Une prémonition de Chesterton sur l'hérétique

Philippe Brindet - 07/08/2024

En 1906, Chesterton rassemblait dans un bref ouvrage des articles qu'il avait publié au cours des ans dans le quotidien britannique Daily News. Ce livre flamboyant, "Hérétiques", est agité d'idées qui ont traversé le temps sans encombre. Je lisais ce passage :

Au XV° siècle, un homme se voyait infliger la question parce qu'il prêchait une conduite imorale ; au XIX° siècle, nous avons fêté et encensé Oscar Wilde parce qu'il prêchait une même conduite, avant de lui briser le coeur dans un pénitencier parce qu'il l'avait mise en application. On peut se demander laquelle de ces deux méthodes était la plus cruelle, mais il ne peut y avoir de doute sur celle qui était la plus ridicule. ... Les idées générales dominaient autrefois la littérature. On les en a chassé au cri de "l'art pour l'art". Les idées générales dominaient autrefois la politique. On les a chassées au cri d'"efficacité".

Chesterton, op. cité, page 18

C'est vrai. Les idées générales qui ont été débattues par les grands intellectuels - et par d'autres simplement lettrés - sont devenues suspectes. D'abord, elles ne sont plus comprises.

Ainsi Georges Gusdorf écrivait du philosophe universitaire Lucien Brunsvick :

" Le Vrai, pour lui, s'écrivait avec une majuscule et se conjuguait avec le Bien et le Beau, par rapport auxquels il exerçait une sorte de droit d'aînesse. Les majuscules ne sont plus en usage aujourd'hui ; la vérité, la beauté, la moralité ne représentent plus des valeurs incontestées, mais des qualifications secondaires et occasionnelles, de caractère surtout polémique."
Georges Gusdorf, Le crépuscule des illusions. Mémoires intempestifs. (2002)

Que reproche t'on aux idées générales ?

En observant les productions réputées intellectuelles de nos contemporains, en observant les croyances floues qui les animent de plus en plus sans raison, on peut risquer les reproches suivants.

Tout d'abord, les idées générales sont beaucoup trop discutables. Et le contemporain déteste la discussion et repousse le débat. Pour lui, une idée respectable sert à représenter le monde et tout le monde doit s'accorder sur cette idée respectable. Sans contestation.

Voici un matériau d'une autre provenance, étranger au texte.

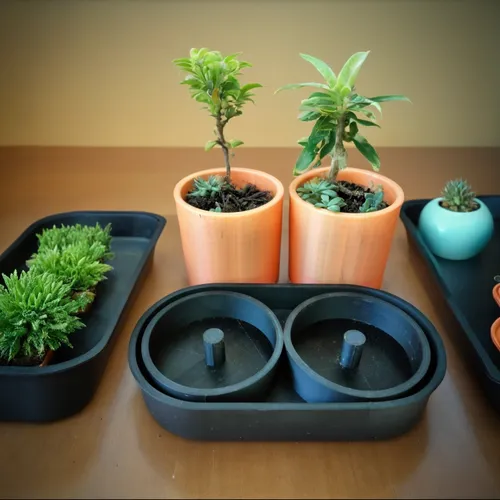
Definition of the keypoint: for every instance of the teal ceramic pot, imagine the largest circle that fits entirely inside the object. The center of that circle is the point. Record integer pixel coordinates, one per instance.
(455, 235)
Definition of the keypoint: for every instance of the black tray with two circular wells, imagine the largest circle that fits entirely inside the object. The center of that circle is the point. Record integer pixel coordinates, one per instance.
(279, 413)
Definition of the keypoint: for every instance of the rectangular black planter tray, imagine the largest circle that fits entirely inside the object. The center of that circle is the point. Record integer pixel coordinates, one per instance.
(284, 416)
(467, 288)
(68, 383)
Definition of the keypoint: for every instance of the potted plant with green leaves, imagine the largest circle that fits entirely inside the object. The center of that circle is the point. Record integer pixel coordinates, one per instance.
(229, 218)
(341, 219)
(456, 225)
(37, 317)
(79, 265)
(64, 235)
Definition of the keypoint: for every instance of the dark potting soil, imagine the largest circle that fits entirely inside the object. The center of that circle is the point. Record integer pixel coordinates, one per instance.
(354, 196)
(232, 199)
(445, 205)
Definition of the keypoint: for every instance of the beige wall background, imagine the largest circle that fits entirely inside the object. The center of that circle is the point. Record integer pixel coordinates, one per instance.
(99, 73)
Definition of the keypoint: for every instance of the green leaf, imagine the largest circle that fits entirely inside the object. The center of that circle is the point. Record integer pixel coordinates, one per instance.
(367, 150)
(307, 116)
(323, 68)
(366, 123)
(369, 114)
(349, 72)
(209, 145)
(250, 86)
(386, 98)
(294, 86)
(321, 130)
(304, 160)
(314, 102)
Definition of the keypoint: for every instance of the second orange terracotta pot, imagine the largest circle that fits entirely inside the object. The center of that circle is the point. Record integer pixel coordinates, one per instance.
(240, 247)
(343, 248)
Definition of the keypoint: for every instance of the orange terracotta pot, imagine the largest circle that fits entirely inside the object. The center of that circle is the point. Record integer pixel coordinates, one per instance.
(328, 247)
(495, 327)
(240, 247)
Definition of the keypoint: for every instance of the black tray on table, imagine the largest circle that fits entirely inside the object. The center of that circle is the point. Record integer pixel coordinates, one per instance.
(67, 384)
(282, 415)
(467, 289)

Sans idée.

Un autre reproche fait aux idées générales tient à ce que leur établissement doit être pris en compte. Rien ne sert de les agiter, sèches de tout contexte intellectuel. Si le contemporain acceptait de considérer l'idée générale du "vrai", il serait effrayé des millions de points de vue qui s'affrontent à son sujet. Il serait dégoûté par le formidable paysage que l'idée du Vrai contraint de considérer. Or, le contemporain, de plus en plus, n'a plus ni le temps, ni la science qui lui permettraient d'étudier les tenants et les aboutissants de l'idée du Vrai.

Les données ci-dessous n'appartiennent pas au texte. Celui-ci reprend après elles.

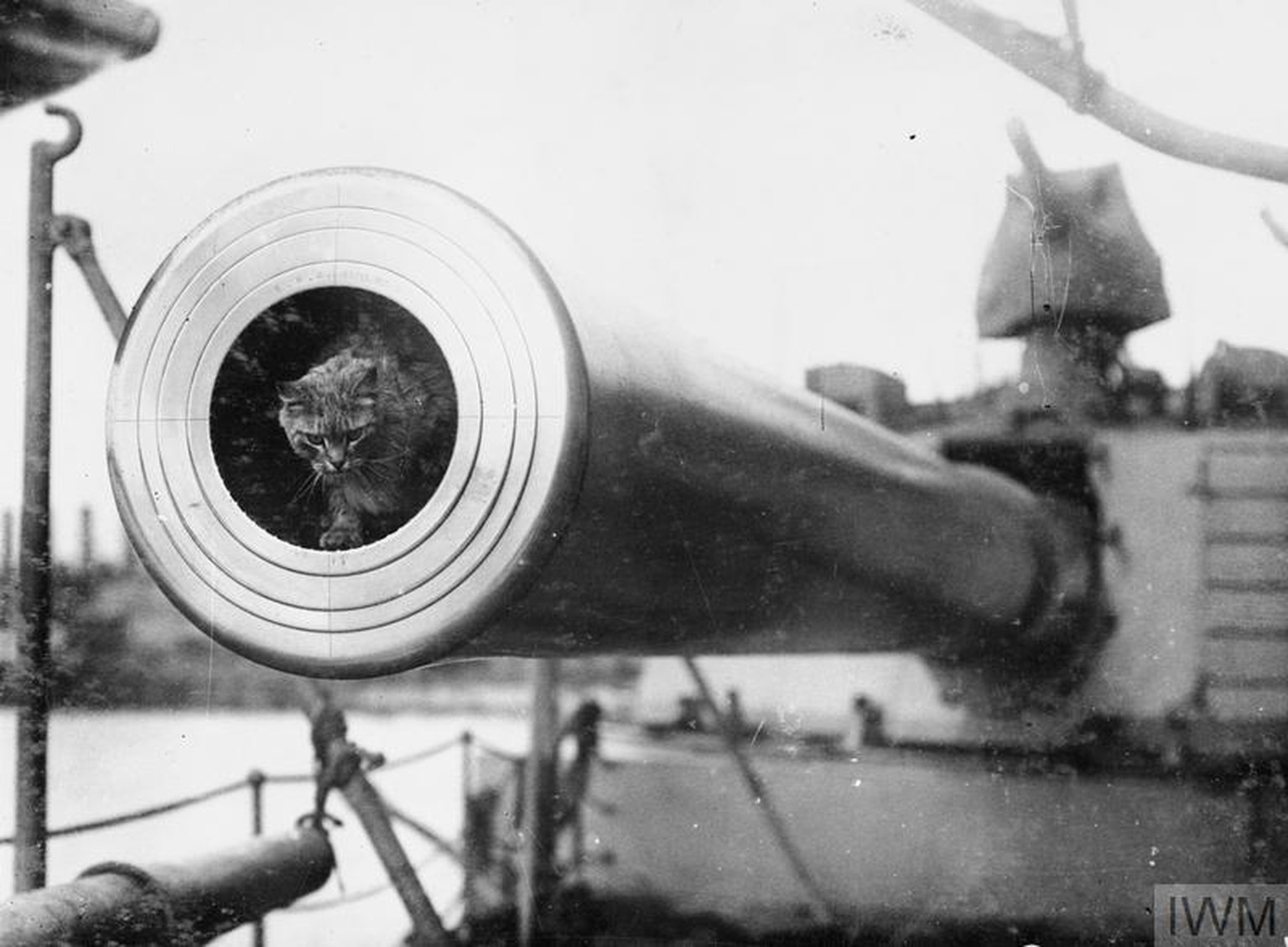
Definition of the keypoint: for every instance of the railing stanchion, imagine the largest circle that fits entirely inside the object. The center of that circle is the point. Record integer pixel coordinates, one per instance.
(255, 780)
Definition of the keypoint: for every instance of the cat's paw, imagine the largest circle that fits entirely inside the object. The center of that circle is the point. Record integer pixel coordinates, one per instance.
(341, 536)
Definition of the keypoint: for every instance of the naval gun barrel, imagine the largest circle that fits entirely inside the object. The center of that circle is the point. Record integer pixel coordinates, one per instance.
(190, 903)
(608, 487)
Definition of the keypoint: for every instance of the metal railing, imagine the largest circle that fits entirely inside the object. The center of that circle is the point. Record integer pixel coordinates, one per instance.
(255, 783)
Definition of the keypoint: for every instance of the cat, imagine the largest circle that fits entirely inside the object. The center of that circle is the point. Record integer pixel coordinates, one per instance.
(375, 432)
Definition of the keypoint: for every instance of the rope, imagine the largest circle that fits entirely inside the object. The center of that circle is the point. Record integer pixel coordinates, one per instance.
(276, 780)
(422, 754)
(305, 906)
(761, 793)
(139, 814)
(497, 752)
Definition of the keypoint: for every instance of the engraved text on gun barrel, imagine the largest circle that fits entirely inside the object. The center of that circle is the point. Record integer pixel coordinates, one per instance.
(355, 427)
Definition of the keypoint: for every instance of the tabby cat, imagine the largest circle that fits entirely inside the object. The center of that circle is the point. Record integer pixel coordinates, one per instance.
(377, 433)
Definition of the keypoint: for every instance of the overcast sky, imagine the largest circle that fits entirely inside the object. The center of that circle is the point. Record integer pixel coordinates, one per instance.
(800, 182)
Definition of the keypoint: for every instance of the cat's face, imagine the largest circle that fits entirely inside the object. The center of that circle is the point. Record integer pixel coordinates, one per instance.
(330, 415)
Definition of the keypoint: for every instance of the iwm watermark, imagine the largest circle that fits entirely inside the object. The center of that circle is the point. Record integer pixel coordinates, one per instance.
(1220, 915)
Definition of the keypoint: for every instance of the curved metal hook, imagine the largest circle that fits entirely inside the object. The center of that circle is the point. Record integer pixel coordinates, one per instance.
(55, 151)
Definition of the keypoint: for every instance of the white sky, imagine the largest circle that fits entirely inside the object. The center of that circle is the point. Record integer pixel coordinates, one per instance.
(802, 182)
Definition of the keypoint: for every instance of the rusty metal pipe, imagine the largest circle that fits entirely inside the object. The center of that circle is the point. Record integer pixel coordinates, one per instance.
(34, 588)
(172, 903)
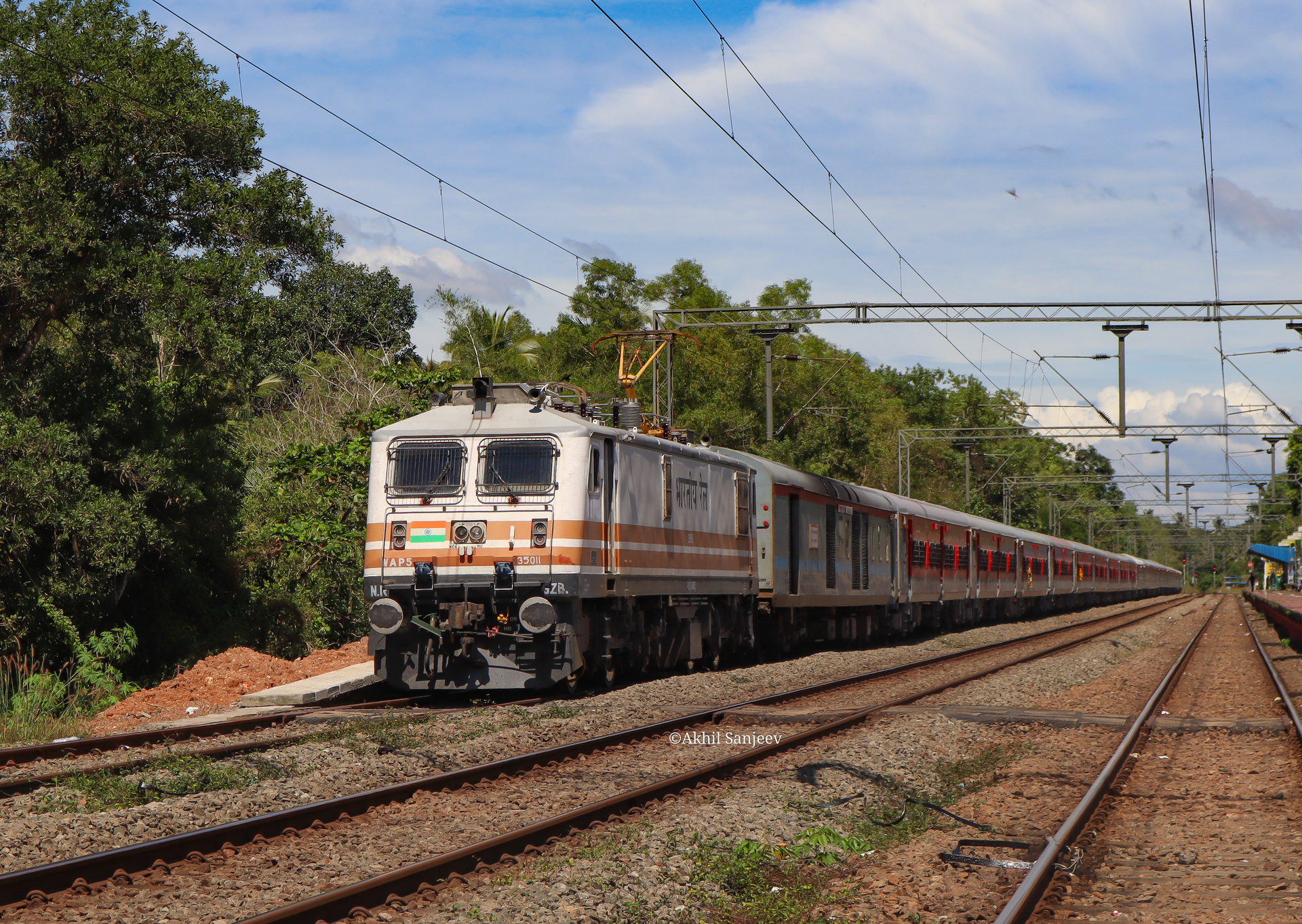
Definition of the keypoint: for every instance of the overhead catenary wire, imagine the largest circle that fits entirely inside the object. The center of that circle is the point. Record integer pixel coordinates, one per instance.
(1259, 389)
(781, 184)
(832, 178)
(1204, 96)
(368, 134)
(102, 83)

Et de fait, les idées générales sont le plus souvent réduites à des étiquettes, vaguement accompagnées de slogans qui tiennent lieu de raison, de débat.

C'est pour cela que, selon un autre point de vue, les idées générales n'on jamais autant séduit les contemporains. C'est que la période qui se déroule de la première guerre mondiale à nos jours derniers cette époque terrible au début de laquelle Chesterton écrivait ses "Hérétiques", a consacré une victoire terrible de l'idéologie - des idéologies doit on dire - sur la raison. Les idéologies contemporaines abusent des idées générales. Elles s'en servent pour tromper le contemporain, l'enfermant dans leur brutalité, dans leur simplicité.

Mais les idées générales des idélogies de nos contemporains exigent la soumission des intelligences, le silence des consciences et l'esclavage du conformisme.Pire, les idéologies contemporaines conduisent à la perversion même des vieilles idées générales, parfois les rendant suspectes, souvent les remplaçant par des déviations qui leur paraissent voisines, puis qui s'y confondent. Les idées générales contemporaines remplacent la pensée et ses débats. Elles sont certaines, incontestables. Et fausses. Se diffusant dans la population avec l'ignorance et la barbarie.

Et Chesterton termine son live "Hérétiques", en 1905, par :

La grande marche de la destruction intellectuelle se poursuivra. Tout sera nié. Tout sera une croyance.